Il avait raison, en parler ne ferait que lui peser davantage, surtout après une journée aussi « merdique » comme elle l'avait tant répété toute l'après-midi. Sa seule victoire du jour avait été de vaincre son oncle au combat à la lance, le reste n'avait été qu'énièmes échecs et tensions palpables. De toute évidence, il était temps de mettre fin à cette journée éprouvante émotionnellement.
- Je vais rentrer, annonça Lysia qui sentait sa colère redescendre petit à petit. Je crois que j'ai besoin de dormir.
Arthur comprit et la suivit jusqu'à la porte de sa demeure où Alan se trouvait déjà sûrement en train de se prendre la tête avec la réunion au sujet de la situation du village qui avait lieu le lendemain. La lumière émanant de la fenêtre de la maison en était le témoin, Lysia ferait en sorte de ne pas l'irriter pour éviter un autre conflit dont elle se passerait.
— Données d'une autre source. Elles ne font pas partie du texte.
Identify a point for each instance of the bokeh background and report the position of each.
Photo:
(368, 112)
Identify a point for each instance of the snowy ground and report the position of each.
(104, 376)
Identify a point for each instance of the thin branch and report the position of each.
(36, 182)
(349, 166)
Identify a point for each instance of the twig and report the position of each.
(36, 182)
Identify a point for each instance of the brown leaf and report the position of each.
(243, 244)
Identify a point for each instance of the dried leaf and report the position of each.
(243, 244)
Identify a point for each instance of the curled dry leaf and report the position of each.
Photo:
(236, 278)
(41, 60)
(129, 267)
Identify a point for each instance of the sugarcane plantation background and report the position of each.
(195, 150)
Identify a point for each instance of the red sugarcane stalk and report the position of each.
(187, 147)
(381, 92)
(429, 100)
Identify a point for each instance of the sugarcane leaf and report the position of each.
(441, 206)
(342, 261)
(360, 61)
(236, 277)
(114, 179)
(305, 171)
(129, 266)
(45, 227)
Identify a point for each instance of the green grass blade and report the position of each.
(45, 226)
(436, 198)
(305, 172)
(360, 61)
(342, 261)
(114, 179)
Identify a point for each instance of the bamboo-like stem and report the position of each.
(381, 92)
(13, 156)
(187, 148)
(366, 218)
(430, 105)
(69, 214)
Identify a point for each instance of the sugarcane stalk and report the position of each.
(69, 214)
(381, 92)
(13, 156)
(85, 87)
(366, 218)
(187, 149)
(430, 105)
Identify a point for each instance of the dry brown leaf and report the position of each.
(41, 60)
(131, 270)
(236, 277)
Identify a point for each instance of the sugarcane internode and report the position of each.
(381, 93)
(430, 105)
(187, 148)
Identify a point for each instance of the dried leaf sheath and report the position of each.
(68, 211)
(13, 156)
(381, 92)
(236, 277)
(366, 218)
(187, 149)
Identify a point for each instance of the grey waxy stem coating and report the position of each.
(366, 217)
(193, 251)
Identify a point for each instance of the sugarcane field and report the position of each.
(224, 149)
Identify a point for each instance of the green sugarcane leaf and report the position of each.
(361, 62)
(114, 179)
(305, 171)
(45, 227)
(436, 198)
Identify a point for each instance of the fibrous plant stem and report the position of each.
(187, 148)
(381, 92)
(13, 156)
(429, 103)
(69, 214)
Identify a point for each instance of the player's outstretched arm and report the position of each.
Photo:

Étant tous deux voisins, le brun n'avait plus beaucoup de pas à faire pour rejoindre sa tante et son oncle, il put ainsi souhaiter une bonne nuit à la blonde qui fit de même pour lui. Ils se sourirent et se quittèrent en s'assurant qu'ils feraient beaucoup plus attention à ce style de soirée et ceux qui s'y présentaient la prochaine fois.
Car cette moquerie dont avait fait preuve Leo et Medy sur ces assassins vêtus de rouge avait fait ressortir un traumatisme que l'esprit de Lysia tout comme son corps ne pourrait jamais oublier.